Task Queues & Scheduling

anyio

One set of instructions that works whether your program is built on asyncio or on Trio, no translation needed.

Install it: pip install anyio

What does it do?

Python actually has two different async concurrency systems in common use, the built-in asyncio and the independently built Trio, and code written for one traditionally can’t run on the other. AnyIO is a compatibility layer that lets library authors write their concurrency code once and have it run on top of either system, like an appliance that works with both US and European power outlets. Application developers benefit too: they can pick asyncio or Trio for their own reasons and still use libraries built on AnyIO without conflicts.

See it in action

This runs two greeting tasks side by side, each with its own short pause before printing, using code that works the same way no matter which underlying async system Python is using.

import anyio

async def say(text, delay):
    await anyio.sleep(delay)
    print(text)

async def main():
    async with anyio.create_task_group() as tg:
        tg.start_soon(say, "hello", 1)
        tg.start_soon(say, "world", 2)

anyio.run(main)

Why would a non-developer care?

Without something like AnyIO, the Python async ecosystem would be more fractured than it already occasionally feels, with library authors forced to pick a side or maintain two versions of everything. It quietly reduces the amount of sorry-this-library-doesn’t-support-your-async-framework friction developers run into.

Real-world examples

AnyIO is used under the hood by major web projects, including parts of the Starlette and FastAPI ecosystem, to support both asyncio and Trio users without duplicating code.

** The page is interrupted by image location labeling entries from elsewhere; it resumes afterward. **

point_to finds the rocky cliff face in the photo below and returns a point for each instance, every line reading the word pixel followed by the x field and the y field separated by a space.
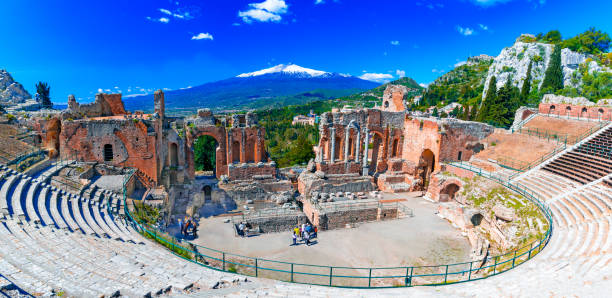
pixel 512 63
pixel 11 92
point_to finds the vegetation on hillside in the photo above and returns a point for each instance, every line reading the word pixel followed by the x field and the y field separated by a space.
pixel 43 91
pixel 371 97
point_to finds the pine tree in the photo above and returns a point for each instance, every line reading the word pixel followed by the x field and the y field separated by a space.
pixel 489 100
pixel 474 112
pixel 553 77
pixel 43 91
pixel 526 86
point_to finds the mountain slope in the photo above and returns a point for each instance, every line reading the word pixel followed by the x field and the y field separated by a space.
pixel 11 92
pixel 285 83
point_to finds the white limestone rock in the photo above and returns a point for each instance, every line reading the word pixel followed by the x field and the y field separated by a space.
pixel 513 62
pixel 560 99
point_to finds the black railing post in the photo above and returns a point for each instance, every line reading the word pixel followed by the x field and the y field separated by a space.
pixel 470 274
pixel 495 266
pixel 446 274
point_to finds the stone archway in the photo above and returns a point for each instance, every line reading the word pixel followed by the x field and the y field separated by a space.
pixel 447 194
pixel 426 166
pixel 207 190
pixel 235 152
pixel 173 154
pixel 206 149
pixel 221 154
pixel 376 143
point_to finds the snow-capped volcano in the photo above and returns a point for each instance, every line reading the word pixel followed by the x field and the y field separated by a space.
pixel 280 85
pixel 290 69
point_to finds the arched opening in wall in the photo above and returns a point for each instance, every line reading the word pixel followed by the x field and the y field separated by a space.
pixel 205 155
pixel 447 194
pixel 54 128
pixel 207 190
pixel 108 152
pixel 476 219
pixel 173 154
pixel 338 148
pixel 426 166
pixel 395 149
pixel 375 146
pixel 235 151
pixel 249 151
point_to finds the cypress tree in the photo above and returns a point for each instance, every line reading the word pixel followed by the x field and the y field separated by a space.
pixel 473 112
pixel 489 100
pixel 43 91
pixel 553 77
pixel 526 86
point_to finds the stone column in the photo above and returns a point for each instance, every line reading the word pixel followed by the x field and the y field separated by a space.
pixel 332 156
pixel 243 147
pixel 347 134
pixel 320 157
pixel 357 146
pixel 230 158
pixel 365 152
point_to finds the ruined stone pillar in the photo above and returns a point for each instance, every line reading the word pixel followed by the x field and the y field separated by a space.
pixel 357 146
pixel 243 147
pixel 347 134
pixel 320 157
pixel 365 152
pixel 332 156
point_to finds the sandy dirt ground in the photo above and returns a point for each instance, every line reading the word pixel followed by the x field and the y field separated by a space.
pixel 422 239
pixel 516 146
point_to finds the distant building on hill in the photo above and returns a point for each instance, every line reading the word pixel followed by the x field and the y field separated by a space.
pixel 304 120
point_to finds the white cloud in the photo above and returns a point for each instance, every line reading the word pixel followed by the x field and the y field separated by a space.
pixel 181 13
pixel 489 2
pixel 267 11
pixel 377 77
pixel 160 20
pixel 202 36
pixel 465 31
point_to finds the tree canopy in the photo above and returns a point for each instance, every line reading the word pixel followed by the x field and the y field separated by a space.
pixel 43 91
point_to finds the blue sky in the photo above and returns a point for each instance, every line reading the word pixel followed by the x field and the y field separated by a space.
pixel 80 47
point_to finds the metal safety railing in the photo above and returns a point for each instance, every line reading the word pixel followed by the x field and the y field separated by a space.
pixel 356 277
pixel 562 147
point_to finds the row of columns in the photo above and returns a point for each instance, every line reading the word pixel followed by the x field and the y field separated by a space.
pixel 357 155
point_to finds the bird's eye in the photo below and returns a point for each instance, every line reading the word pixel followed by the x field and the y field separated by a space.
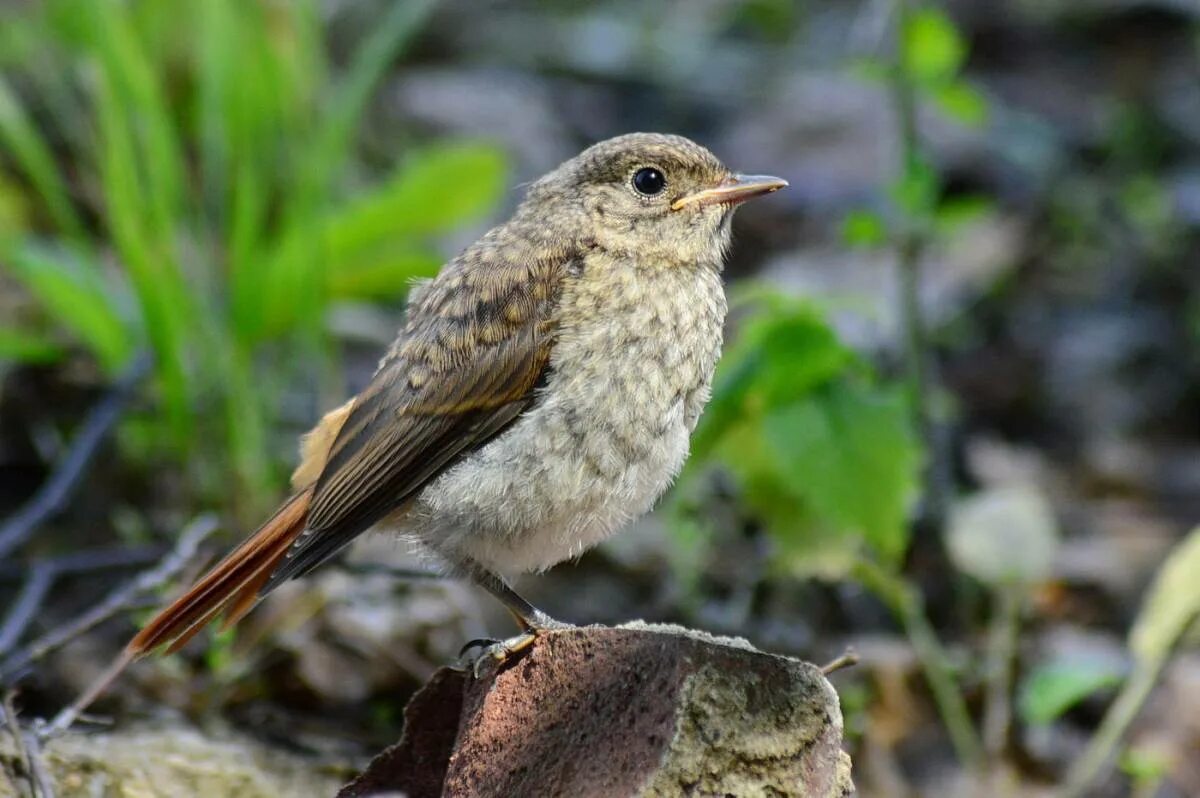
pixel 649 181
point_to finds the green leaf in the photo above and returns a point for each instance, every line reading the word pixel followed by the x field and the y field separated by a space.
pixel 435 190
pixel 781 354
pixel 961 103
pixel 917 189
pixel 850 453
pixel 862 228
pixel 955 213
pixel 77 300
pixel 934 49
pixel 1146 767
pixel 1003 537
pixel 388 275
pixel 1171 605
pixel 33 155
pixel 28 347
pixel 1054 688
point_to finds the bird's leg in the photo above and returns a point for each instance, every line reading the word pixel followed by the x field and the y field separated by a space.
pixel 532 621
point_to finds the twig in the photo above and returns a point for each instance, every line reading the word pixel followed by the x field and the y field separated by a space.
pixel 997 714
pixel 54 493
pixel 85 561
pixel 43 787
pixel 370 569
pixel 911 247
pixel 27 605
pixel 18 738
pixel 30 750
pixel 906 605
pixel 1116 721
pixel 117 601
pixel 847 659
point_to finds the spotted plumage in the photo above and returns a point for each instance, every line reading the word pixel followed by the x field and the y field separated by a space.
pixel 540 394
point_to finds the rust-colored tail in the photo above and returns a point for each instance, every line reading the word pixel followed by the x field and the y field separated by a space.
pixel 232 587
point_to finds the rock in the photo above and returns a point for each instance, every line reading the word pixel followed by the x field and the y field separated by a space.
pixel 629 711
pixel 174 761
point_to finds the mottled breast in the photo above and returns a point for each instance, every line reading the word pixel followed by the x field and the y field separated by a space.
pixel 629 375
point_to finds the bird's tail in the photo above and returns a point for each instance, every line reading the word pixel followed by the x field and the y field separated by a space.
pixel 232 587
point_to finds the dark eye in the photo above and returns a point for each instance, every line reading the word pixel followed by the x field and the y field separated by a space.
pixel 649 181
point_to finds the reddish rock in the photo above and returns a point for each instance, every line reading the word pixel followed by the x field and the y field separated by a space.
pixel 610 712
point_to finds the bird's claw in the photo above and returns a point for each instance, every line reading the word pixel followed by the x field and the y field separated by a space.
pixel 492 651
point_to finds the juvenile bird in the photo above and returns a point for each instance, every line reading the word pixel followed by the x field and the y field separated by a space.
pixel 540 394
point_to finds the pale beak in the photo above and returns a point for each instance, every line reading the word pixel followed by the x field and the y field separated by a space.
pixel 732 191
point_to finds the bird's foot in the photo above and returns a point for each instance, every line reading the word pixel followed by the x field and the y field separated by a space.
pixel 498 651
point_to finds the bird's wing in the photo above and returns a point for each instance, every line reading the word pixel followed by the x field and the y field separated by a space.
pixel 473 349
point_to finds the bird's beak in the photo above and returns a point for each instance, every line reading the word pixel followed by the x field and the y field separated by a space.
pixel 732 191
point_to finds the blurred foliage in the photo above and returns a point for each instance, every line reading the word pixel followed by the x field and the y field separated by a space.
pixel 822 454
pixel 193 190
pixel 1054 688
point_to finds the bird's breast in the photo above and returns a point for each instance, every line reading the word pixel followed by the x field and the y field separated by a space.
pixel 629 373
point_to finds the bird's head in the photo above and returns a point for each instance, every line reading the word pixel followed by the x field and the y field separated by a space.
pixel 663 198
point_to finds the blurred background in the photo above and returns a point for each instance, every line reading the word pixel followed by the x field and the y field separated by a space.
pixel 957 426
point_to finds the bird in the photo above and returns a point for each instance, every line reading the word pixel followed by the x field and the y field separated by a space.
pixel 540 394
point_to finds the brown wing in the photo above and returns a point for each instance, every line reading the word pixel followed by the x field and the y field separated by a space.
pixel 466 365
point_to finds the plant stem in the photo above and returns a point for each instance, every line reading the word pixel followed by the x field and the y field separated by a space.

Without it, a library maintainer wanting to support both async ecosystems would have to write and test everything twice, a significant, ongoing maintenance burden most projects can’t afford.

Who uses it

Library authors and framework developers who want their code to work for both asyncio and Trio users without writing everything twice.

How it compares to alternatives

It doesn’t compete with asyncio or Trio so much as sit on top of both simultaneously; its real point of comparison is simply not using an abstraction layer and picking one ecosystem to support exclusively.